Durante las dos horas siguientes recorrieron el palacio, parándose en los sitios en que aún se conservaban restos en buen estado, ya fueran estos de relieves o de estatuas, incluso de pinturas medio borradas. Se sentaron en el patio y, tras limpiar una de las fuentes, la miraron con ternura propia de arqueólogos. Era una auténtica obra de arte. Por el suelo se veían hojas de árboles resecas, ramas y polvo de siglos. Una brisa suave penetraba desde afuera y barría el patio como si se lo hubiera encargado un antiguo dios, olvidado de los hombres. Fue entonces cuando Klug creyó haber dado con algo, incierto todavía, pero con algo de relevancia.
—Si el viento viene de adentro… entonces es que existe un pasadizo que lleva a alguna parte. —Miró a sus compañeros, inquiriendo de ellos respuesta.
—Sí… sí viene del interior, sí. Veamos de dónde llega ese aire fresco… —propuso Alex, sacando unas cerillas que orientó en varias direcciones hasta que una de ellas se apagó. Los miró con una sonrisa de triunfo en la cara y les dijo con tono apremiante—: Por aquí… Venid, que es por aquí.
Se pegaron a lo que en un principio era tan solo un lienzo de pared pétrea, y Alex encendió otra cerilla para asegurarse. Cuando esta se apagó otra vez, palpó la pared hasta que uno de sus dedos dio con un resorte oculto en uno de los sillares, que se hundió al instante. Un chasquido siniestro se produjo, y todos rogaron para que no se tratara de una trampa. Pero, por el contrario, una estancia de enormes proporciones se abrió como por ensalmo ante sus desmesurados ojos. Se hallaban en el salón del trono de la Candace.
—¡Está como se quedó al marcharse! —exclamó la rusa—. Ni el tiempo lo ha tocado… Es… —Apenas inició la nueva frase—. Solo hay algunas telas de araña, y polvo —rectificó, concluyendo emocionada—: Por lo demás, está todo intacto.

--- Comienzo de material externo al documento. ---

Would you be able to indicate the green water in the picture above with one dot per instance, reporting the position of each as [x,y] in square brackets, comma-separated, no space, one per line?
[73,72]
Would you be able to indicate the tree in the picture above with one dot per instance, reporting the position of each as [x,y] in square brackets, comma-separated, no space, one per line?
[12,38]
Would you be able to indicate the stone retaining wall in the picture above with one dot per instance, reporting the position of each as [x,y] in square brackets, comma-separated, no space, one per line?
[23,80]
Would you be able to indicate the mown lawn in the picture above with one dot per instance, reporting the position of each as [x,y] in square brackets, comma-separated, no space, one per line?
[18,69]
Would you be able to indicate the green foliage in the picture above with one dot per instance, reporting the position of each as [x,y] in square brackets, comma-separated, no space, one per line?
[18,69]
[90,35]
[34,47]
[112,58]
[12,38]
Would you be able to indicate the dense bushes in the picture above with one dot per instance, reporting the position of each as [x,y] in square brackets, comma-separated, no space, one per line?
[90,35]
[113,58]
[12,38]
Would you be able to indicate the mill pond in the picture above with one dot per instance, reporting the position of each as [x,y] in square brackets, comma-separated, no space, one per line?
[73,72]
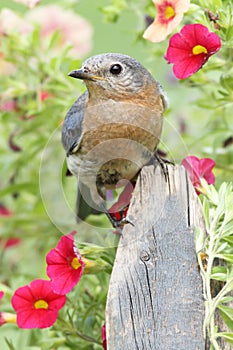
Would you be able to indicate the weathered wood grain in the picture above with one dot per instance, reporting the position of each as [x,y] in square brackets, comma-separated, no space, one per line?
[155,296]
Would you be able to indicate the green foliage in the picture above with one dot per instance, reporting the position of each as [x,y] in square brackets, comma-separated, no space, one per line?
[34,186]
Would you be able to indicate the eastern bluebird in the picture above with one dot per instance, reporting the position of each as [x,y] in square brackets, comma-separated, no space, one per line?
[112,130]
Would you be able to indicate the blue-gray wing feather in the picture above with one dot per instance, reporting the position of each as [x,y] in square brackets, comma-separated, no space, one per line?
[72,126]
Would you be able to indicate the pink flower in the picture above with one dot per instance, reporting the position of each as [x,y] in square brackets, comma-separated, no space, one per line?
[169,15]
[8,106]
[190,48]
[37,305]
[29,3]
[104,338]
[199,169]
[65,266]
[6,317]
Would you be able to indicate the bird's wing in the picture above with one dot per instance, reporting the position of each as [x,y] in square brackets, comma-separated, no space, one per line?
[72,126]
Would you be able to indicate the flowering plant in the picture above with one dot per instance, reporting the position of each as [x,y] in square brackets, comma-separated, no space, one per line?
[55,284]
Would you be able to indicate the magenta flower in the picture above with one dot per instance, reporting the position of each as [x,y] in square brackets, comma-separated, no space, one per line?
[65,266]
[199,169]
[37,305]
[29,3]
[189,49]
[169,15]
[104,338]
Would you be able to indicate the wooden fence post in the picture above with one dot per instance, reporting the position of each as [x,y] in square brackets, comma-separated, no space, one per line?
[155,296]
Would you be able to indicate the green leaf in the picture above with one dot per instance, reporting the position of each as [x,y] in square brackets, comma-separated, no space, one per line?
[226,257]
[226,335]
[227,314]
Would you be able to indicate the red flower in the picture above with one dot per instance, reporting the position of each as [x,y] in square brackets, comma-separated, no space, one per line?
[37,305]
[190,49]
[199,169]
[104,339]
[65,266]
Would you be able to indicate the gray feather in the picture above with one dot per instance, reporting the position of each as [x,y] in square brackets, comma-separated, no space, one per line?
[72,126]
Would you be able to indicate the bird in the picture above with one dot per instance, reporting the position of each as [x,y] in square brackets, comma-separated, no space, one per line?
[113,129]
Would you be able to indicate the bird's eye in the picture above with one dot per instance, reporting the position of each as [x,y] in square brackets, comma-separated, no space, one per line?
[115,69]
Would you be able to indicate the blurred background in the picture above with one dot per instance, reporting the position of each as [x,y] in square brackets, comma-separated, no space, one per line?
[39,45]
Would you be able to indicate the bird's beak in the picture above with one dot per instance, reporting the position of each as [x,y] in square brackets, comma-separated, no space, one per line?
[80,74]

Se separaron para abarcar el total del gran salón del trono, y parecieron diluirse en él. Abarcaba unos mil metros cuadrados, y desde afuera resultaba imposible saber qué se encontraba allí. Alex subió los tres peldaños que daban altura al sitial del trono propiamente dicho, y luego limpió la silla de marfil y madera en la que administraba su reino la señora de África. Klug Isengard les habló desde su posición, y un eco le devolvió su voz. Era lo que él deseaba, saber si el fenómeno se produciría o no. En aquel momento no comprendieron su interés en detalle tan nimio para ellos, pero más adelante resultaría esencial para su búsqueda.

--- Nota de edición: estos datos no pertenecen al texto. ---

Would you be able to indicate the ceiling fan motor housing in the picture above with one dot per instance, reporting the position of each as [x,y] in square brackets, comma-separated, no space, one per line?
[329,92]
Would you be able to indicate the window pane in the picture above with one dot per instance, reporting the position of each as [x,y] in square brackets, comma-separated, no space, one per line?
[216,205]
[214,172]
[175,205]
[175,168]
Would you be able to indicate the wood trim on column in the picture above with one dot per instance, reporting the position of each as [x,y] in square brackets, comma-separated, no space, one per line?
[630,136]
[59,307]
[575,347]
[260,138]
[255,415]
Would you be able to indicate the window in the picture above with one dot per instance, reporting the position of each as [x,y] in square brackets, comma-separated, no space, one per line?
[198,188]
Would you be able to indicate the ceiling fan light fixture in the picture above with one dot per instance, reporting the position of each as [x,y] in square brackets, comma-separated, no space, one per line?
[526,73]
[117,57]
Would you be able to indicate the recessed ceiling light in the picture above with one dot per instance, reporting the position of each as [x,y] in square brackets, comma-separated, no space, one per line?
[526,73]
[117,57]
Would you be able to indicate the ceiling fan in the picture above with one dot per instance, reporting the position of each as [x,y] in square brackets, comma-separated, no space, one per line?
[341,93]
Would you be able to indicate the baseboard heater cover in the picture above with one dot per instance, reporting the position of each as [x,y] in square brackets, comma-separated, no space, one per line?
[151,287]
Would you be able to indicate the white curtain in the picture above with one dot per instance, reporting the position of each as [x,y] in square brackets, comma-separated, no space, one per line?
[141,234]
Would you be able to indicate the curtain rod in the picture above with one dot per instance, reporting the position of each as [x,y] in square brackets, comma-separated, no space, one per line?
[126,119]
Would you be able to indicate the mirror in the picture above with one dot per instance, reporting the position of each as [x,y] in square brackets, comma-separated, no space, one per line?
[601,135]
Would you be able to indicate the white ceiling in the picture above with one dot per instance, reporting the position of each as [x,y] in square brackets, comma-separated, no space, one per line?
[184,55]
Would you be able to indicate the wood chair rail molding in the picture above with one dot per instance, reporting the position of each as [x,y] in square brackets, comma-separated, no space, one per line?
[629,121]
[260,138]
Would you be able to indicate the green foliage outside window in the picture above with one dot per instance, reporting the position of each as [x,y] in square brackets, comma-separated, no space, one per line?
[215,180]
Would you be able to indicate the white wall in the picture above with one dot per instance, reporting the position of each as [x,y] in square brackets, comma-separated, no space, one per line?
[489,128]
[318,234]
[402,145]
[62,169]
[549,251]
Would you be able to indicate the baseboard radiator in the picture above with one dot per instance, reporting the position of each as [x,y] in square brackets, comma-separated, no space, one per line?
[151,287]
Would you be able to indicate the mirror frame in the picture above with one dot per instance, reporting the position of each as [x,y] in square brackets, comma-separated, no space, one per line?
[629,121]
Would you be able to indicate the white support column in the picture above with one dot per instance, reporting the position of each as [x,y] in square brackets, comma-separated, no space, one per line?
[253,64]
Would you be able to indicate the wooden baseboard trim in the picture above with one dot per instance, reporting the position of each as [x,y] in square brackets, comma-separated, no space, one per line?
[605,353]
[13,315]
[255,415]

Disfrutaron de aquella cámara como solo los niños lo hacen con un juguete nuevo. Incluso les pareció que en cualquier momento iba a entrar y sentarse en el trono la Candace misma, tal era el estado de conservación del lugar. Así las cosas, Alex palpó las paredes en busca de algo que le dijera qué era lo que le ocurrió a aquella gente y, si acaso, hallar una pista sobre el exilio del último faraón.
—Aquí no hallaremos nada que nos conduzca hasta el faraón Kemoh… —Le pareció leer el pensamiento Klug—. Solo era la sala en la que administraba justicia la reina negra de Meroe. Pero si encontramos los papiros en que detallaba sus actividades cotidianas, habremos dado con la pista que deseamos.
—Busquemos entonces esa especie de diario jurídico… —apostrofó Alex Craxell, que a continuación dio una sonora palmada.
—Tiene que estar bajo el sitial mismo, es lo habitual —apuntó el de Austria, que a veces parecía regresar a donde perteneciera, sorprendiendo a sus compañeros.
Todos se miraron atónitos por su seguridad en hallar el rollo de papiros. No supieron si los conducía a sabiendas de adónde iba, o si era pura deducción de experto. No obstante, siguieron sus instrucciones al pie de la letra y, en efecto, allí donde dijo Klug se encontraba el rollo grueso de papiros atados con hilos de seda azules. Krastiva lo cogió en sus manos con reverencia, y se sentó, sin darse cuenta, en el trono de la Candace. Desató el rollo de papiros, y el polvo flotó en el aire haciéndola toser. Klug fue tomando uno a uno los pliegos, según se los iba dando la reportera, y leía en sus líneas.
—Aquí únicamente se detallan las actividades de la Candace durante tres años, y solo contienen datos relativos a… —Torció el gesto antes de continuar—: Espera, espera… Aquí dice que se le otorgó al rey de las dos tierras… Vaya, está borrado. Pero se diría que lo borró alguien deliberadamente.
—¿Y cómo sigue? —lo apremió la eslava—. Quizás por el contexto podamos discernir el resto.
—«En la tierra de los muertos, donde habitan los señores de la noche…». No, no dice nada.
—¡Sigue! ¡Sigue! —exigió Krastiva, quien, en su gran impaciencia, estuvo a punto de arrebatarle los rollos.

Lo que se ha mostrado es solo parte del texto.